As global temperatures continue to rise at alarming rates, climate change threatens to wipe out entire groups of animal species. In an article published by Evolution Letters, researchers state that “[h]uman-induced climate change is increasingly molding the selective environment in which species must either adapt, move, or face extinction.”
Now, scientists estimate that more than two-thirds of polar bears will go extinct by 2050, with total extinction predicted by the end of this century.
Polar bears show genetic changes linked to survival
In a recent study, researchers from the University of East Anglia found that polar bears have undergone changes in their DNA that would allow them to adapt more readily to warmer habitats. The full scale of adaptation, however, depends on whether polar bears have sufficient food sources and breeding partners. If these conditions are met, they may potentially survive the worsening climate conditions.
The researchers found that some genes linked to heat stress, ageing, and metabolism behaved differently for the polar bears found in south-east Greenland.

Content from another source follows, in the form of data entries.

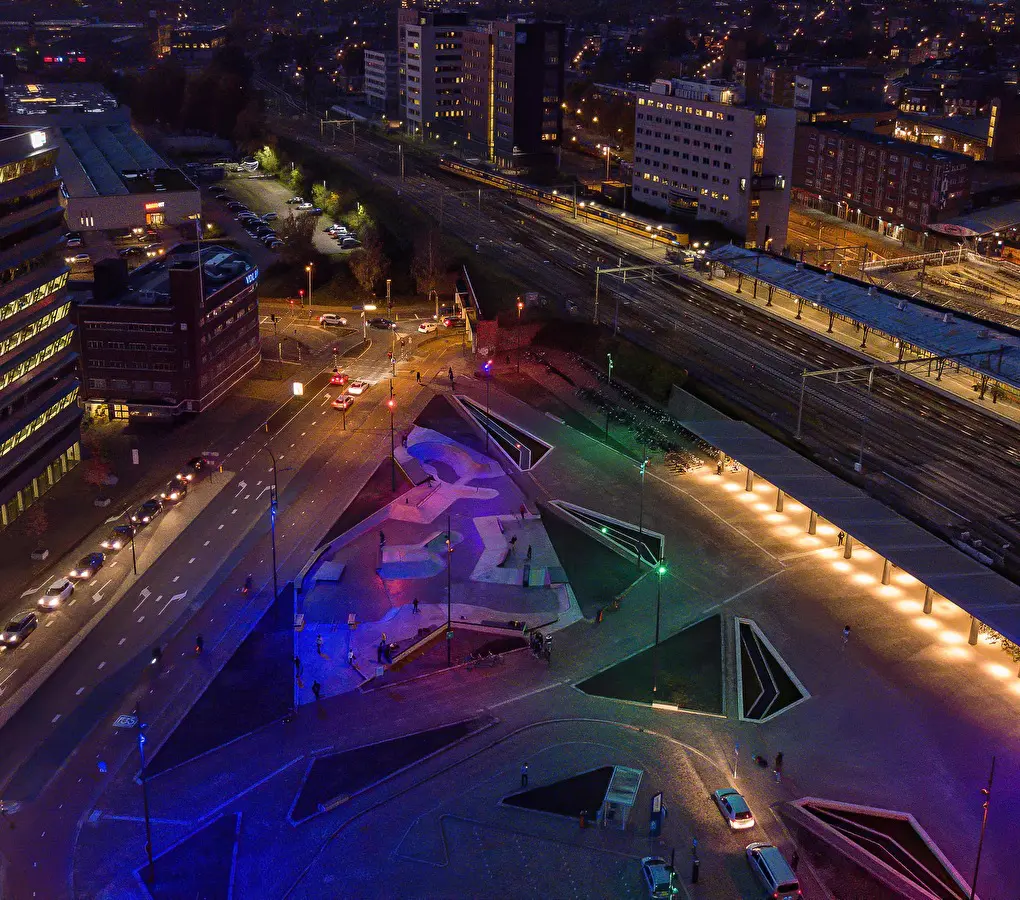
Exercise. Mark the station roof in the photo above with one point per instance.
(930, 328)
(986, 595)
(981, 221)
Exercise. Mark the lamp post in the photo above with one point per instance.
(145, 796)
(986, 793)
(487, 368)
(520, 308)
(660, 570)
(393, 446)
(273, 503)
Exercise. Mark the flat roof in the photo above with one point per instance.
(933, 329)
(42, 99)
(108, 159)
(149, 285)
(984, 594)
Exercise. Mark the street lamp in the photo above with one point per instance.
(393, 445)
(273, 503)
(488, 369)
(520, 307)
(660, 570)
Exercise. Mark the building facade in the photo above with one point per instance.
(381, 86)
(172, 337)
(700, 151)
(512, 93)
(39, 387)
(884, 181)
(434, 62)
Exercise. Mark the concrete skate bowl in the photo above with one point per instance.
(867, 852)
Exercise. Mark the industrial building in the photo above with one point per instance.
(39, 386)
(170, 338)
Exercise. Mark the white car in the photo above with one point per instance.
(733, 808)
(659, 877)
(56, 593)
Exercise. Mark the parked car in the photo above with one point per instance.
(733, 807)
(175, 491)
(659, 877)
(18, 629)
(56, 593)
(88, 566)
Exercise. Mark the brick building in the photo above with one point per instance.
(879, 181)
(170, 338)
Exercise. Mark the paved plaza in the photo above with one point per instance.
(904, 714)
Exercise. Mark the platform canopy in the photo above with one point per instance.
(987, 596)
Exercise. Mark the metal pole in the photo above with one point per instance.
(449, 585)
(273, 501)
(145, 798)
(986, 793)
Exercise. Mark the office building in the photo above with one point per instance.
(512, 93)
(432, 54)
(39, 387)
(381, 86)
(880, 182)
(700, 151)
(170, 338)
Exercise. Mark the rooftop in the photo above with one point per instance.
(918, 323)
(149, 285)
(106, 159)
(38, 99)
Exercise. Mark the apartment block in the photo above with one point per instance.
(883, 181)
(700, 151)
(39, 386)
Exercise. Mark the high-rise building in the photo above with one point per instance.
(39, 409)
(432, 58)
(699, 150)
(512, 92)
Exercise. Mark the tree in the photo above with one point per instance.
(268, 159)
(428, 263)
(298, 235)
(369, 263)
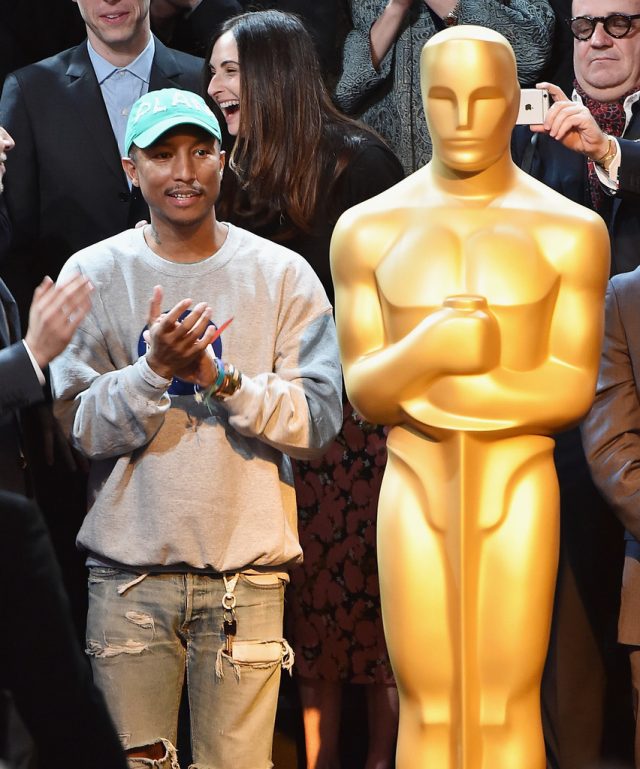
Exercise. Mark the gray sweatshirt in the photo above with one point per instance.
(172, 484)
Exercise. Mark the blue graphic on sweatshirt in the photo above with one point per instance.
(179, 386)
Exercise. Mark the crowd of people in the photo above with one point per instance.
(179, 171)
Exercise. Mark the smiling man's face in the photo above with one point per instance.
(607, 67)
(116, 26)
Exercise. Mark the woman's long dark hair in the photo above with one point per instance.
(292, 143)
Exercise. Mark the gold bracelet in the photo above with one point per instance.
(231, 382)
(605, 160)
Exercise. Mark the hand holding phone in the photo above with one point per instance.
(534, 105)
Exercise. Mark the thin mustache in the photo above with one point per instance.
(181, 190)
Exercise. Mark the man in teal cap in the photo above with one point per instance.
(188, 420)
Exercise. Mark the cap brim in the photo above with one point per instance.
(148, 137)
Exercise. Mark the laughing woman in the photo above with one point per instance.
(296, 165)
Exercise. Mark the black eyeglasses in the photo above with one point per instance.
(615, 24)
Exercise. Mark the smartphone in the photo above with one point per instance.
(534, 105)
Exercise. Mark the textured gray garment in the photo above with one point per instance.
(172, 483)
(389, 100)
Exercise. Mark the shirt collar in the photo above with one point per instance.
(628, 103)
(140, 66)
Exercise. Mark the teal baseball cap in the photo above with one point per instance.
(158, 111)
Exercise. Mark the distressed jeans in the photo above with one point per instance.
(144, 635)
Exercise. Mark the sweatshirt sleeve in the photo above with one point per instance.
(106, 410)
(297, 408)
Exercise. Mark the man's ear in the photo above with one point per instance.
(131, 171)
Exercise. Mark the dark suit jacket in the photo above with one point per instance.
(19, 385)
(65, 188)
(611, 433)
(566, 172)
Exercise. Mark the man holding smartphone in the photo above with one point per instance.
(587, 149)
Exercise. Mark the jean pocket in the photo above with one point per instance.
(107, 573)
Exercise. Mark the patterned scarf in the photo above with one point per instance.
(611, 118)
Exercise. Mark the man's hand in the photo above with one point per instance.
(55, 314)
(573, 125)
(178, 348)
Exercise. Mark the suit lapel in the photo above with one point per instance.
(86, 99)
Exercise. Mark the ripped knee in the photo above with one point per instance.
(160, 754)
(130, 646)
(255, 655)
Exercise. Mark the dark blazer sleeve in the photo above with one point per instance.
(19, 385)
(629, 172)
(611, 431)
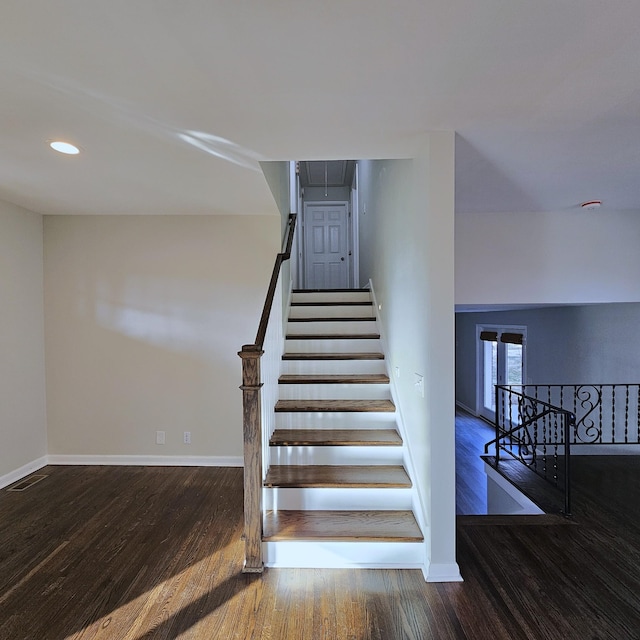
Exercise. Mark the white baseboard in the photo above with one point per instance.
(442, 572)
(148, 461)
(24, 470)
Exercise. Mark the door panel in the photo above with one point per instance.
(326, 236)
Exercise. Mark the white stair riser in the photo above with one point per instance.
(333, 311)
(307, 367)
(334, 420)
(331, 327)
(331, 296)
(335, 455)
(344, 555)
(327, 499)
(361, 345)
(334, 391)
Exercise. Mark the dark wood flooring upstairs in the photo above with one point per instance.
(133, 553)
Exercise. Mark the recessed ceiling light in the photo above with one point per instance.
(64, 147)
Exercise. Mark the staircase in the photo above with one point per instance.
(337, 493)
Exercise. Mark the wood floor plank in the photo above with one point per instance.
(156, 553)
(335, 437)
(334, 378)
(350, 406)
(378, 526)
(337, 476)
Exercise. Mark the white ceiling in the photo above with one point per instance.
(544, 97)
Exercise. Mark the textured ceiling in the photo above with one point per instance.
(174, 104)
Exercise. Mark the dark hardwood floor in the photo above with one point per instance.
(156, 553)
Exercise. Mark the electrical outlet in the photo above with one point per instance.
(419, 384)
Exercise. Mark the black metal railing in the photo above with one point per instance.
(606, 414)
(536, 433)
(539, 425)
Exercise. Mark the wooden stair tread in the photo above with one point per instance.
(333, 356)
(334, 378)
(337, 476)
(330, 319)
(334, 303)
(350, 406)
(335, 437)
(376, 526)
(330, 291)
(333, 336)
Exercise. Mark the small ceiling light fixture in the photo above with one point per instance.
(64, 147)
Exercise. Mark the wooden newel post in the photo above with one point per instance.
(251, 413)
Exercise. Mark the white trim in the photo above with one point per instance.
(23, 471)
(355, 231)
(147, 461)
(442, 572)
(525, 506)
(408, 459)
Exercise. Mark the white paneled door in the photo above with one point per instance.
(326, 241)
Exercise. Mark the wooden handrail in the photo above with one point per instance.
(252, 420)
(271, 291)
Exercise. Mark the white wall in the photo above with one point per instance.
(23, 436)
(144, 317)
(406, 212)
(564, 257)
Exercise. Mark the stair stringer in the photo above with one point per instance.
(418, 498)
(335, 553)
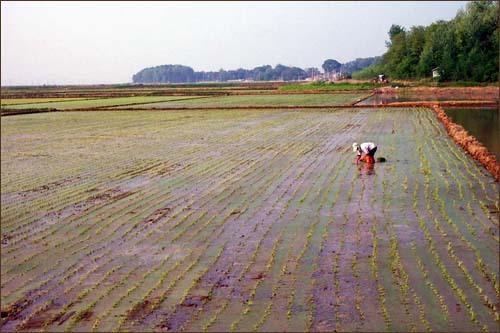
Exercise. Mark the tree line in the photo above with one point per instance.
(185, 74)
(462, 49)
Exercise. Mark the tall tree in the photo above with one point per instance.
(331, 65)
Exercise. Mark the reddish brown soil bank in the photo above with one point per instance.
(469, 143)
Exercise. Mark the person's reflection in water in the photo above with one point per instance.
(366, 168)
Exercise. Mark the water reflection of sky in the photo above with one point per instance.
(381, 99)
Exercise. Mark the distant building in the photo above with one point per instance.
(436, 72)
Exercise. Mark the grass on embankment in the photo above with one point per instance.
(333, 86)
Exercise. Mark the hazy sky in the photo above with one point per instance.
(108, 42)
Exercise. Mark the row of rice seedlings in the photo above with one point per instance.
(354, 262)
(437, 259)
(438, 298)
(306, 246)
(300, 202)
(186, 292)
(63, 194)
(471, 229)
(220, 309)
(51, 230)
(234, 176)
(484, 269)
(471, 167)
(173, 268)
(289, 201)
(329, 225)
(293, 296)
(479, 261)
(399, 275)
(253, 256)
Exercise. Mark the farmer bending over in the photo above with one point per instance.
(367, 148)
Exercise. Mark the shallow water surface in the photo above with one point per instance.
(482, 123)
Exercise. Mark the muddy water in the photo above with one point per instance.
(482, 123)
(382, 99)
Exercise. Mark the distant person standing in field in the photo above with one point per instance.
(367, 148)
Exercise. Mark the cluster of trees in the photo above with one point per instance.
(185, 74)
(462, 49)
(182, 74)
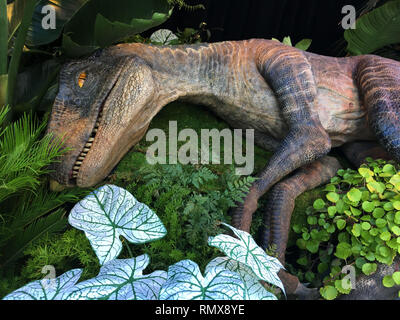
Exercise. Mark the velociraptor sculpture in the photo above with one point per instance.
(300, 105)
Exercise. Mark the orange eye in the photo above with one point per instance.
(81, 79)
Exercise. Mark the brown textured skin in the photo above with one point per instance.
(300, 105)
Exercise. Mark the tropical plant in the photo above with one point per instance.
(356, 223)
(375, 29)
(236, 276)
(81, 26)
(25, 202)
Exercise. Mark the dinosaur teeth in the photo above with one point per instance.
(86, 149)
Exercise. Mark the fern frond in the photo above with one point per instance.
(15, 247)
(23, 157)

These were found alongside DNA changes in areas tied to fat processing. This finding suggests that the bears in the south-east region are slowly adapting to rougher plant-based diets, as compared to the northern populations of bears that typically feed on fatty seals.
The changes in their genes were found to be strongly related to rising temperatures in south-east Greenland, which indicates that stressful environmental conditions, including rapidly warming climates, can accelerate the process of DNA evolution.
Hybrid species emerge as habitats and ranges shift

Gene evolution and species hybridisation have been observed to be increasingly common phenomena in response to climate change.
In 2023, a hybrid bird species (a cross between a green jay bird and a blue jay bird) was discovered for the first time. Due to environmental changes caused by climate change, the likelihood for interactions between species that have never interacted before increases, possibly leading to new ecological communities.
The “pizzly” bear, a cross between a polar bear and a grizzly bear, is another example. As temperatures rise and polar bears spend more time on land and less time on ice, with brown and black bears also gradually infiltrating the Arctic, sightings of these hybrids are expected to climb according to experts.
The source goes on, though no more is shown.